Transcriptomics

Dataset Information

21

Characterization of HT-29 cells cultured in NanoCulture plates


ABSTRACT: To characterize cells cultured in 3D culture system using NanoCulture plates (NCPs) (Scivax) and in 2D culture, we examined gene expression in HT-29 cells on day 1 or day 7 on NCPs or 2D monolayer culture, using DNA microarrays. From our study, tumour cells grown on NCPs were morphologically different from cells in 2D monolayers, and the cells on NCPs actively migrated and aggregated to form multicellular spheroids (MCSs). To characterize this cell migration and intercellular adhesion, we compared gene expression in HT-29 cells on day 1 on NCPs and 2D monolayer culture using DNA microarrays. We could not find any significant difference in gene expression related to cell migration or cell-cell adhesion between cells grown on NCPs and as 2D monolayers on day 1, showing that cells on NCPs migrated and aggregated without any changes in gene expression (3D Day1 vs 2D Day1 2Fold change.xls).

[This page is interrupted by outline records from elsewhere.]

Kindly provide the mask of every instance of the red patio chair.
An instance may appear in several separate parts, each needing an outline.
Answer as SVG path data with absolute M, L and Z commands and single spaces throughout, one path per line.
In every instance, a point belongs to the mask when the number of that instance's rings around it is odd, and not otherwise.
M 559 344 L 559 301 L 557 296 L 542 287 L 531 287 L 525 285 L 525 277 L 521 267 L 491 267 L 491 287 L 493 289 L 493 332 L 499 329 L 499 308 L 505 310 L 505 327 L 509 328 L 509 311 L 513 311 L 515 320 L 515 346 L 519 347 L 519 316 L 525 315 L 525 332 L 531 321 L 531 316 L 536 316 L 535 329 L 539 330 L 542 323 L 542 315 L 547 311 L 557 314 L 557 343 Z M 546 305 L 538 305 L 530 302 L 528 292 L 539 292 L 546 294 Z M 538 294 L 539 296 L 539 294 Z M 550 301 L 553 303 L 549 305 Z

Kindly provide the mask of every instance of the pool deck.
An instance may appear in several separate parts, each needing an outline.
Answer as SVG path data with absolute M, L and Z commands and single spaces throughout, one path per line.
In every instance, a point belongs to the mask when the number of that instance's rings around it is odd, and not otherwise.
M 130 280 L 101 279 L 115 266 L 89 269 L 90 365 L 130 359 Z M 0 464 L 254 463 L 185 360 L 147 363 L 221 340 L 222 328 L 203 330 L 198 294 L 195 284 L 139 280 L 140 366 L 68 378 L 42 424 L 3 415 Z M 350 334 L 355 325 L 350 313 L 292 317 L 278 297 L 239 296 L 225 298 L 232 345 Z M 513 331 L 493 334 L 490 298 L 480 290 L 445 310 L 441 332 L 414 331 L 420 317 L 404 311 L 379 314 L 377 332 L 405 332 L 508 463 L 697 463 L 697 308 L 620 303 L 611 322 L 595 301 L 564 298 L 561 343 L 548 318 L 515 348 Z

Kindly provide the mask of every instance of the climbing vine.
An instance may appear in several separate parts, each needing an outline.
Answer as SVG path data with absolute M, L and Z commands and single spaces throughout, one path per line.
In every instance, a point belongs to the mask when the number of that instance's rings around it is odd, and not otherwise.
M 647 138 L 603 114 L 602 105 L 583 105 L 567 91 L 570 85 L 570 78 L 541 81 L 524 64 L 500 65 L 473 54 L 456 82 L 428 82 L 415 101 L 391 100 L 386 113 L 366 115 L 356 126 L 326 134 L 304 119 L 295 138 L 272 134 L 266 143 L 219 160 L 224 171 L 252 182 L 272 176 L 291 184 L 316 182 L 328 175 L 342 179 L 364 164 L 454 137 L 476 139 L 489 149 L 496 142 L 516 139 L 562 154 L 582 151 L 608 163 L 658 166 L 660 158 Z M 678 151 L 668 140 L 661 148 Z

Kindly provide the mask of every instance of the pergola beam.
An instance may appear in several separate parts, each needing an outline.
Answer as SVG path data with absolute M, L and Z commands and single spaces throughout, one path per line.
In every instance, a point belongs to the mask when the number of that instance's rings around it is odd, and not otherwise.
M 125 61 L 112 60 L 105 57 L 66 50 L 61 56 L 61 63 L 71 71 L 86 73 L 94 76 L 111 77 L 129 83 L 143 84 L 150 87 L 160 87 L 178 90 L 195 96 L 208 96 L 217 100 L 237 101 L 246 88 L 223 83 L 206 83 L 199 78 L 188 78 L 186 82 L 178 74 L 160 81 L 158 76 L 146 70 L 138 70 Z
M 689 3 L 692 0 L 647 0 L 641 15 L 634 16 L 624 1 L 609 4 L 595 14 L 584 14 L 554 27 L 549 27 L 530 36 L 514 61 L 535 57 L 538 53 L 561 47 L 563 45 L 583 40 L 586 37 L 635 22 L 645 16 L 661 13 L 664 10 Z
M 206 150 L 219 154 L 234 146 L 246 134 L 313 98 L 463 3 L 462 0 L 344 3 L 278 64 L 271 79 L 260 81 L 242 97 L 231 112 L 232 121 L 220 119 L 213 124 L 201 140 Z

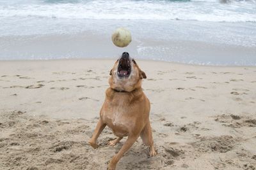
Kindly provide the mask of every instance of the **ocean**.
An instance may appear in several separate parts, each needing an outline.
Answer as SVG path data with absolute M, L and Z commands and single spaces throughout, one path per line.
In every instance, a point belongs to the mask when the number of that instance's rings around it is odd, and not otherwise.
M 132 41 L 115 46 L 113 31 Z M 256 1 L 0 0 L 0 60 L 136 59 L 256 66 Z

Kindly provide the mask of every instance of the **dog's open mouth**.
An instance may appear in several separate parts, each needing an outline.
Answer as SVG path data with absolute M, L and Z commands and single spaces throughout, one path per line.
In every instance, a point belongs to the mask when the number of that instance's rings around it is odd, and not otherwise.
M 129 77 L 131 73 L 131 64 L 129 58 L 122 57 L 119 60 L 117 75 L 119 77 Z

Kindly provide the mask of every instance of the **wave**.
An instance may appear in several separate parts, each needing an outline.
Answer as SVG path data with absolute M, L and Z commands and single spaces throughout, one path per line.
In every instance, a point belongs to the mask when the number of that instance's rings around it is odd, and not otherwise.
M 1 1 L 0 20 L 4 17 L 39 17 L 96 20 L 256 22 L 254 1 L 234 1 L 228 4 L 215 0 L 29 1 Z

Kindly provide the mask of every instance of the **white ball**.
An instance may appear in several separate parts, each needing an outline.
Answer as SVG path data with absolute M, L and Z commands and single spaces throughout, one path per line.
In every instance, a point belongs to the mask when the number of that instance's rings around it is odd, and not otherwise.
M 112 41 L 117 46 L 127 46 L 131 41 L 131 32 L 125 28 L 118 28 L 113 32 Z

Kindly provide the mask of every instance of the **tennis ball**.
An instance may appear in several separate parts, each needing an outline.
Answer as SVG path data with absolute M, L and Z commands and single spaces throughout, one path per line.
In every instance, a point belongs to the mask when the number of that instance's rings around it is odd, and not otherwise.
M 131 32 L 125 28 L 116 29 L 112 34 L 112 41 L 118 47 L 125 47 L 132 41 Z

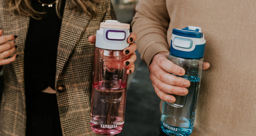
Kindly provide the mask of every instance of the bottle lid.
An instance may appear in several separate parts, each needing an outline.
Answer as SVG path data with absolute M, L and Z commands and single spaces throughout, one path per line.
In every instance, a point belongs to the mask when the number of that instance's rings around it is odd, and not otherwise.
M 127 38 L 130 35 L 130 25 L 117 20 L 107 20 L 101 22 L 97 31 L 95 46 L 113 50 L 122 50 L 129 46 Z
M 189 26 L 173 29 L 170 54 L 187 59 L 199 59 L 204 56 L 206 41 L 201 28 Z

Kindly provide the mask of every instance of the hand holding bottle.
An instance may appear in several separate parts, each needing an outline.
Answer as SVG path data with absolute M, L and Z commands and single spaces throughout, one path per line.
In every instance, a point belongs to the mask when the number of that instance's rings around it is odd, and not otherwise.
M 175 98 L 169 94 L 185 95 L 188 91 L 186 87 L 190 85 L 190 82 L 169 73 L 179 76 L 185 74 L 185 70 L 175 65 L 168 59 L 169 52 L 159 52 L 153 58 L 149 69 L 150 79 L 157 95 L 162 100 L 174 102 Z M 210 63 L 204 63 L 204 70 L 210 67 Z
M 126 71 L 127 74 L 130 74 L 134 71 L 134 62 L 137 59 L 137 57 L 136 55 L 135 51 L 137 49 L 137 45 L 134 42 L 137 38 L 137 35 L 135 33 L 131 33 L 130 36 L 127 38 L 127 42 L 130 44 L 129 47 L 126 47 L 123 50 L 123 54 L 125 55 L 129 55 L 129 58 L 128 59 L 126 60 L 124 62 L 123 65 L 126 66 L 127 68 Z M 89 42 L 91 43 L 95 43 L 96 41 L 96 35 L 90 35 L 88 37 Z M 110 67 L 115 67 L 114 63 L 113 61 L 108 61 L 110 63 L 109 63 Z M 122 67 L 122 66 L 119 66 L 119 67 Z
M 11 56 L 15 51 L 14 40 L 17 36 L 3 36 L 3 29 L 0 29 L 0 66 L 10 63 L 16 60 L 18 54 Z

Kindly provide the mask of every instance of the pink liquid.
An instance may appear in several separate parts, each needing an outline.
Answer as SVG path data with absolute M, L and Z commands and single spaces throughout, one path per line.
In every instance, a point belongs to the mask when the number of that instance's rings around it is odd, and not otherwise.
M 91 127 L 97 133 L 114 135 L 122 131 L 125 122 L 126 85 L 106 81 L 94 84 Z

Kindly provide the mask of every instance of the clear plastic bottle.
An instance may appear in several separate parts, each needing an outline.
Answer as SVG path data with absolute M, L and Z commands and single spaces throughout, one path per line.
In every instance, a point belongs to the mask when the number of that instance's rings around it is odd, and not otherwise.
M 190 82 L 185 96 L 174 95 L 174 103 L 163 102 L 161 127 L 169 135 L 189 135 L 194 126 L 203 71 L 205 39 L 201 28 L 189 26 L 173 30 L 169 59 L 183 68 L 180 76 Z
M 115 20 L 100 23 L 94 53 L 91 127 L 97 133 L 114 135 L 125 122 L 127 75 L 123 50 L 130 25 Z

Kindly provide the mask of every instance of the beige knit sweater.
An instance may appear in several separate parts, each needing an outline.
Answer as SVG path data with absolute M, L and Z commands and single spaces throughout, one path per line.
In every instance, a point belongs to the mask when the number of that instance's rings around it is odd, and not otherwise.
M 191 135 L 256 134 L 256 1 L 140 0 L 132 23 L 142 59 L 168 52 L 173 28 L 201 27 L 206 40 Z

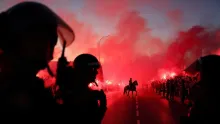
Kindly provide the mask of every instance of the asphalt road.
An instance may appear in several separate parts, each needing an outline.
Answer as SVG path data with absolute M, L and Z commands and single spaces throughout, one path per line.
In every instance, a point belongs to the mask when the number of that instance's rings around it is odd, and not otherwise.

We next characterized mature 3D MCSs on NanoCulture plates, by comparing the gene expression profile of MCSs on day 7 and day 1 (3D Day7 vs 3D Day 1 2Fold change.xls). On day 7, we found a statistically significant increase in the expression of genes related to multicellular organization, intercellular signalling and the response to hypoxia. DNA microarray analysis also showed that the expression of genes that have been reported to be target genes for the transcription factor hypoxia-inducible factor 1 (HIF-1) (Ke, Q. & Costa, M. Hypoxia-inducible factor-1 (HIF-1). Mol Pharmacol 70, 1469-1480 (2006); Semenza, G.L. Defining the role of hypoxia-inducible factor 1 in cancer biology and therapeutics. Oncogene 29, 625-634.) was increased on day 7. When compared day 7 with 2D culture cells, the same tendency was observed (3D Day7 vs 2D Day 7 2Fold change.xls). Overall design: HT-29 cells were maintained routinely as 2D monolayers in a humidified atmosphere of 5% CO2 in air at 37 °C in the growth medium recommended by suppliers. Exponentially growing cells were used in experiments, after trypsinization to detach them from the plates. Viable cells were counted using trypan blue dye-exclusion. For experiments, cells were seeded in 96-well plates at 1×10^4 cells/100 ul of NanoCulture Medium-M (Scivax) in either NCPs (Scivax), or in polystyrene plates for 2D monolayers, for 1 day or 7 days. Cells were collected and used for RNA extraction and DNA microarray analysis.

INSTRUMENT(S): Agilent-014850 Whole Human Genome Microarray 4x44K G4112F (Feature Number version)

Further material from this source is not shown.